Sure, let’s convert the decimal number (2536475891_{10}) to binary and hexadecimal.
Binary Conversion:
To convert (2536475891_{10}) to binary, we repeatedly divide by 2 and note down the remainders until the quotient becomes 0.
[
\begin{align} 2536475891_{10} &= 2 \times 1268237945 + 1 \quad (\text{remainder}) \ 1268237945 &= 2 \times 634118972 + 1 \quad (\text{remainder}) \ 634118972 &= 2 \times 317059486 + 0 \quad (\text{remainder}) \ 317059486 &= 2 \times 158529743 + 0 \quad (\text{remainder}) \ 158529743 &= 2 \times 79264871 + 1 \quad (\text{remainder}) \ 79264871 &= 2 \times 39632435 + 1 \quad (\text{remainder}) \ 39632435 &= 2 \times 19816217 + 1 \quad (\text{remainder}) \ 19816217 &= 2 \times 9908108 + 1 \quad (\text{remainder}) \ 9908108 &= 2 \times 4954054 + 0 \quad (\text{remainder}) \ 4954054 &= 2 \times 2477027 + 0 \quad (\text{remainder}) \ 2477027 &= 2 \times 1238513 + 1 \quad (\text{remainder}) \ 1238513 &= 2 \times 619256 + 1 \quad (\text{remainder}) \ 619256 &= 2 \times 309628 + 0 \quad (\text{remainder}) \ 309628 &= 2 \times 154814 + 0 \quad (\text{remainder}) \ 154814 &= 2 \times 77407 + 0 \quad (\text{remainder}) \ 77407 &= 2 \times 38703 + 1 \quad (\text{remainder}) \ 38703 &= 2 \times 19351 + 1 \quad (\text{remainder}) \ 19351 &= 2 \times 9675 + 1 \quad (\text{remainder}) \ 9675 &= 2 \times 4837 + 1 \quad (\text{remainder}) \ 4837 &= 2 \times 2418 + 1 \quad (\text{remainder}) \ 2418 &= 2 \times 1209 + 0 \quad (\text{remainder}) \ 1209 &= 2 \times 604 + 1 \quad (\text{remainder}) \ 604 &= 2 \times 302 + 0 \quad (\text{remainder}) \ 302 &= 2 \times 151 + 0 \quad (\text{remainder}) \ 151 &= 2 \times 75 + 1 \quad (\text{remainder}) \ 75 &= 2 \times 37 + 1 \quad (\text{remainder}) \ 37 &= 2 \times 18 + 1 \quad (\text{remainder}) \ 18 &= 2 \times 9 + 0 \quad (\text{remainder}) \ 9 &= 2 \times 4 + 1 \quad (\text{remainder}) \ 4 &= 2 \times 2 + 0 \quad (\text{remainder}) \ 2 &= 2 \times 1 + 0 \quad (\text{remainder}) \ 1 &= 2 \times 0 + 1 \quad (\text{remainder}) \ 0 &= \text{end of division} \end{align}
]
Now, reading the remainders from bottom to top, we get:
[2536475891_{10} = 1001011111100111010110111010011_{2}]
Hexadecimal Conversion:
To convert (2536475891_{10}) to hexadecimal, we can convert the binary representation we obtained earlier to hexadecimal.
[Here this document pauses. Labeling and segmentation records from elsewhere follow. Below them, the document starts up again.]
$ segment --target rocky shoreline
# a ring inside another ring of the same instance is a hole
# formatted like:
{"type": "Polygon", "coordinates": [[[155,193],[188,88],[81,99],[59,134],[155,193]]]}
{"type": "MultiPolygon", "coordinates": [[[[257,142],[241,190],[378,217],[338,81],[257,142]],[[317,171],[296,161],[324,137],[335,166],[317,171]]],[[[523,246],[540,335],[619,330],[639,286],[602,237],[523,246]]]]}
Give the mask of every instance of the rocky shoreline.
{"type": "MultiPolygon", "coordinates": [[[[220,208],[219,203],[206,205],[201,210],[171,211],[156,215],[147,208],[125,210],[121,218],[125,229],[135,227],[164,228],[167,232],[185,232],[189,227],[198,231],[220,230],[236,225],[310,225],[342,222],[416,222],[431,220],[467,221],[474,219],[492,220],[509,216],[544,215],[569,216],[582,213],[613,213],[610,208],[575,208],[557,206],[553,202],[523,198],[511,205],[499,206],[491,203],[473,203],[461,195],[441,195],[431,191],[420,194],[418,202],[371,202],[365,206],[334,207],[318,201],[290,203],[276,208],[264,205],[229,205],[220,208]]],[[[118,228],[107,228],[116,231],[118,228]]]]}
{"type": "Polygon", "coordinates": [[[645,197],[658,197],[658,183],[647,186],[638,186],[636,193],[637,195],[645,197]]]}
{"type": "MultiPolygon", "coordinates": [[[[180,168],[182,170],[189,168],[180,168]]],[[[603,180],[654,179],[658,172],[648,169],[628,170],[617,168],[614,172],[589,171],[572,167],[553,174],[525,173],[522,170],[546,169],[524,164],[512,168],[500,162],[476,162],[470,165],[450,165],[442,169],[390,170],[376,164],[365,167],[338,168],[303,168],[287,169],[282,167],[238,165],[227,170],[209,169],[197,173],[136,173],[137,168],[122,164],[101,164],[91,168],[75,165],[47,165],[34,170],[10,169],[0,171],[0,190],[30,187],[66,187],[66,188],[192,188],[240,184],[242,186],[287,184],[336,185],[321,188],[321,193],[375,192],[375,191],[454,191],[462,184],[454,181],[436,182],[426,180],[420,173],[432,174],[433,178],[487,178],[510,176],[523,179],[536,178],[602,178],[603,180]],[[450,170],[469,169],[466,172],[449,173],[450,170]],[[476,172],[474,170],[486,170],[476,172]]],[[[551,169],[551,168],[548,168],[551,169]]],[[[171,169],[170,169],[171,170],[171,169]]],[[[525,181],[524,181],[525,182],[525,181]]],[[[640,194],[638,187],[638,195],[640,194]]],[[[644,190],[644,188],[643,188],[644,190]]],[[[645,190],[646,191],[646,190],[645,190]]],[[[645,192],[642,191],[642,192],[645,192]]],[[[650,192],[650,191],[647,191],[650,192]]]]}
Grouping the binary digits into groups of 4 from the right, we get:
[1001 \quad 0111 \quad 1110 \quad 0111 \quad 0101 \quad 1011 \quad 1010 \quad 0011_{2}]
Converting each group of 4 binary digits to their respective hexadecimal equivalents:
[1001_2 = 9_{16},]
[0111_2 = 7_{16},]
[1110_2 = E_{16},]
[0111_2 = 7_{16},]
[0101_2 = 5_{16},]
[1011_2 = B_{16},]
[1010_2 = A_{16},]
[0011_2 = 3_{16}.]
So, the hexadecimal representation of (2536475891_{10}) is (97E755BA3_{16}).